Le journal Camp-Cans apparu comme bimensuel, dactylographié, devient mensuel à partir du numéro XII (21 x 29 cm) et allant de 10 à 18 pages. D’après l’éditorial du premier numéro, les prisonniers auraient disposé de bons moyens techniques : « Les autorités allemandes en ont vivement encouragé le principe et fournissent tous les éléments matériels nécessaires à sa naissance ». Le but affiché est le besoin d’information et de communication, de distractions intellectuelles et d’expression ; mais le quatrième numéro donne le ton : « Le Maréchal Pétain a la bonne volonté de vouloir collaborer à la reconstruction de l’Europe. Ceci doit être la ligne de conduite pour tous les prisonniers français […]. » [3]
L’ « incontestable sollicitude » de Vichy envers les P.G. a facilité la conduite de son action idéologique, dans le cadre de la mission Scapini [4] auprès de ces Français captifs. Dès 1941, il se forme dans chaque camp un groupe d’animateurs afin d’entretenir ou d’obtenir l’adhésion des P.G. au maréchal Pétain, de faire connaître et approuver son œuvre. Ils diffusent la documentation, transmise par les services de l’Etat français, par le biais des « cercles d’études de la Révolution nationale », tiennent des conférences, écrivent des articles dans les journaux de camps, et en 1942 les « cercles Pétain » existaient dans tous les camps [5]. Le journal Camp-Cans, sous l’emprise d’une double propagande, celle de Vichy et celle des Allemands, devient donc la vitrine de celui du Stalag VA.
Le journal aux rubriques variées nous livre aussi les différents aspects de la vie quotidienne, les difficultés, les sentiments des prisonniers français : « La vie au Camp » présente des comptes rendus des cycles de conférences, des représentations théâtrales et des petites annonces (payantes) ; la rubrique littéraire publie des nouvelles, contes, et des essais et la page de divertissement offre un « Coin des chercheurs et des curieux » ou des « Mots croisés ». Chaque texte est souvent accompagné d’un dessin.
L’étude de cette « presse des barbelés », une démarche à la fois mémorielle et historique, contribue à la compréhension de la réalité de la captivité des prisonniers de guerre français, instrumentalisés par l’Etat français [6] et otages de la collaboration franco-allemande du régime de Vichy.

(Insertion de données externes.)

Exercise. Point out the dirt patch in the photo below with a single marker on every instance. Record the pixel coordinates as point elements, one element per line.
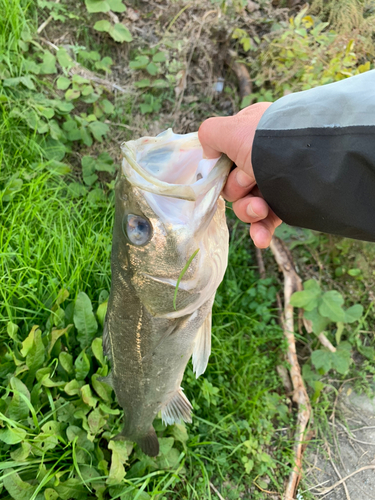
<point>351,448</point>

Cette acquisition, dont l’intérêt réside aussi dans sa rareté [7], enrichit notre fonds documentaire, consacré à cette période, et en particulier aux prisonniers de guerre français.
Chanda Barua, bibliothécaire.
[1] « Les belligérants encourageront le plus possible les distractions intellectuelles et sportives organisées par les prisonniers de guerre » (Art. 17, chap. IV, section II de la Convention de Genève (27 juillet 1929).
[2] Yves Durand, Prisonniers de guerre dans les Stalags, les Oflags et les Kommandos, 1939-1945, Paris, Hachette, 1987 (La Vie Quotidienne : Civilisations et Sociétés).
[3] Frhr. Von Gültlingen (Colonel et commandant, Stalag VA) dans Camp-Cans, n° IV, p. 11.
[4] Ancien combattant, Georges Scapini (1893-1976), chef du service diplomatique de prisonniers de guerre, veillait sur l’application de la convention de Genève.
[5] Jean Védrine, Les Prisonniers de guerre, Vichy et la Résistance : 1940-1945, Paris, Fayard, 2013.
[6] Voir à ce sujet : Claude Bellanger, Roger Debouzy, La presse des barbelés, Rabat, Editions Internationales du Document, 1951 et Evelyne Gayme, Les prisonniers de guerre français : enjeux militaires et stratégiques, 1914-1918 et 1940-1945, Paris, Économica, 2010.
[7] La Bibliothèque de documentation internationale contemporaine (BDIC) et la Bibliothèque Nationale de France possèdent des exemplaires de ce journal, mais avec des lacunes.